Sadly girls appear to be at greater risk of experiencing mental health issues than boys of the same age. Research shows that girls are disproportionately influenced and affected by images, harassment and pressure on social media. They also face cultural attitudes and stereotypes that impact negatively on their aspirations, achievements and happiness and are at greater risk of exploitation & isolation.
Some of the shocking UK statistics include:
- A quarter of young women (25.7%) have self-harmed – more than twice the rate for young men.

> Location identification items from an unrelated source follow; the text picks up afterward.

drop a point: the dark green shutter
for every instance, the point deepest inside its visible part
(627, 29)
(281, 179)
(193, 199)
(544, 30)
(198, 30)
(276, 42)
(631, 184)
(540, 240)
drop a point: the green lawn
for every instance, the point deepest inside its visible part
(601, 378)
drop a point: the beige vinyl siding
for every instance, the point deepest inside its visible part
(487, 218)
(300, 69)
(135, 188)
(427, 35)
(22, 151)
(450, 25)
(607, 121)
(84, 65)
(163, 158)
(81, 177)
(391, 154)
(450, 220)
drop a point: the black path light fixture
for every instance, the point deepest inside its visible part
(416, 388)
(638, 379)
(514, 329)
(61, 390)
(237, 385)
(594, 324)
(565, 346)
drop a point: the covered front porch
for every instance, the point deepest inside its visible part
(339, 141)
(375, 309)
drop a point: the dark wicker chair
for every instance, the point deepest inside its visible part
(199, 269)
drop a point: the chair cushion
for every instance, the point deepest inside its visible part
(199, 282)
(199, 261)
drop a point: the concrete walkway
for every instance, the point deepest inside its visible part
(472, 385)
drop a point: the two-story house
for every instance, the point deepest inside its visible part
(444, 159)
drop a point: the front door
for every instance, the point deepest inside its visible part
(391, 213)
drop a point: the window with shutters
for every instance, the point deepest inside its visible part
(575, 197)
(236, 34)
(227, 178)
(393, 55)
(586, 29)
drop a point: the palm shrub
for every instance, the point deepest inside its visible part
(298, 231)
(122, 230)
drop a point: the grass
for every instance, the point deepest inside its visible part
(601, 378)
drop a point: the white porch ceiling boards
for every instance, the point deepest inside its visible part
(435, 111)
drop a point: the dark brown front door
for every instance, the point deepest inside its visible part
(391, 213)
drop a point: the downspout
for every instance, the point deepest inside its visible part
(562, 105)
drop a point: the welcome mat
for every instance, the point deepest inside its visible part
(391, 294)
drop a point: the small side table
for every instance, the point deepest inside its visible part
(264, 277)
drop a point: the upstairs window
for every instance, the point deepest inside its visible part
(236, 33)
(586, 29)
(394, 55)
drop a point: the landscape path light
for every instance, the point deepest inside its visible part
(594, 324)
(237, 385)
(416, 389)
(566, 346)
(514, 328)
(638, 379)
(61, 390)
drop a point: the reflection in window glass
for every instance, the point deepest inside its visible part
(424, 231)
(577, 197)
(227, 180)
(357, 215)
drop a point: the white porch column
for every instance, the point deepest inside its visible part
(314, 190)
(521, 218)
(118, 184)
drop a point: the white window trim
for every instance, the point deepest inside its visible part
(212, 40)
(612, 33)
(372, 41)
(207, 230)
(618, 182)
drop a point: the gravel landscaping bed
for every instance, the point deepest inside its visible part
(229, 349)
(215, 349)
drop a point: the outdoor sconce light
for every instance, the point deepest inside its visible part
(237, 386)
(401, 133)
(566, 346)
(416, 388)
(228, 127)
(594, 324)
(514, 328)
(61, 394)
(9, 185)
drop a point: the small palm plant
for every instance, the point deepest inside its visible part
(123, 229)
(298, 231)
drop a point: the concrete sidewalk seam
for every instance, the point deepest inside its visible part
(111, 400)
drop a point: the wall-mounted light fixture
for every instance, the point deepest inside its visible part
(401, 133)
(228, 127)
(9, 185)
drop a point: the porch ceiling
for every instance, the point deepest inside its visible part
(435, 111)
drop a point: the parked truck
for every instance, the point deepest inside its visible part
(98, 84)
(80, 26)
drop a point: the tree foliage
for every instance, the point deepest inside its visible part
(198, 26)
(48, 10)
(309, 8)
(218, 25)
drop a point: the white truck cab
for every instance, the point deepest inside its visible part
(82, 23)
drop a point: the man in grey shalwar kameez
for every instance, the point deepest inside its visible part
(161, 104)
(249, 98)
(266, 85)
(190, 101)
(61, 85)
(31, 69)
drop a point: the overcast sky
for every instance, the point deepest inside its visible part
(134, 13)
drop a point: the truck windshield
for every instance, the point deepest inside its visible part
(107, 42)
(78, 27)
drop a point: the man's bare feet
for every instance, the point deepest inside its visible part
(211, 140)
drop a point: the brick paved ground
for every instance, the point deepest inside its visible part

- Self-harm reported to GP’s among teenage girls increased by 68% over just three years. Rates are highest in deprived areas (https://www.nhs.uk/news/mental-health/worrying-rise-reports-self-harm-among-teenage-girls-uk/)
- 72% of those in suicide counselling with NSPCC are girls
- Nearly half (48%) of girls aged 11-18 have experienced some form of harassment or abuse on social media (Girl Guiding : Girl’s Wellbeing Explored – Sept 2016)
- 59% of girls aged 11-21 say social media is a main cause of stress (https://www.girlguiding.org.uk/social-action-advocacy-and-campaigns/research/girls-attitudes-survey/)
We believe that preventative work is just as important as support for girls who are already struggling. By focusing our work on self-esteem, resilience and safety we can help the next generation of Middlesbrough girls overcome some of the enormous obstacles they face, and we will see their amazing potential shine through.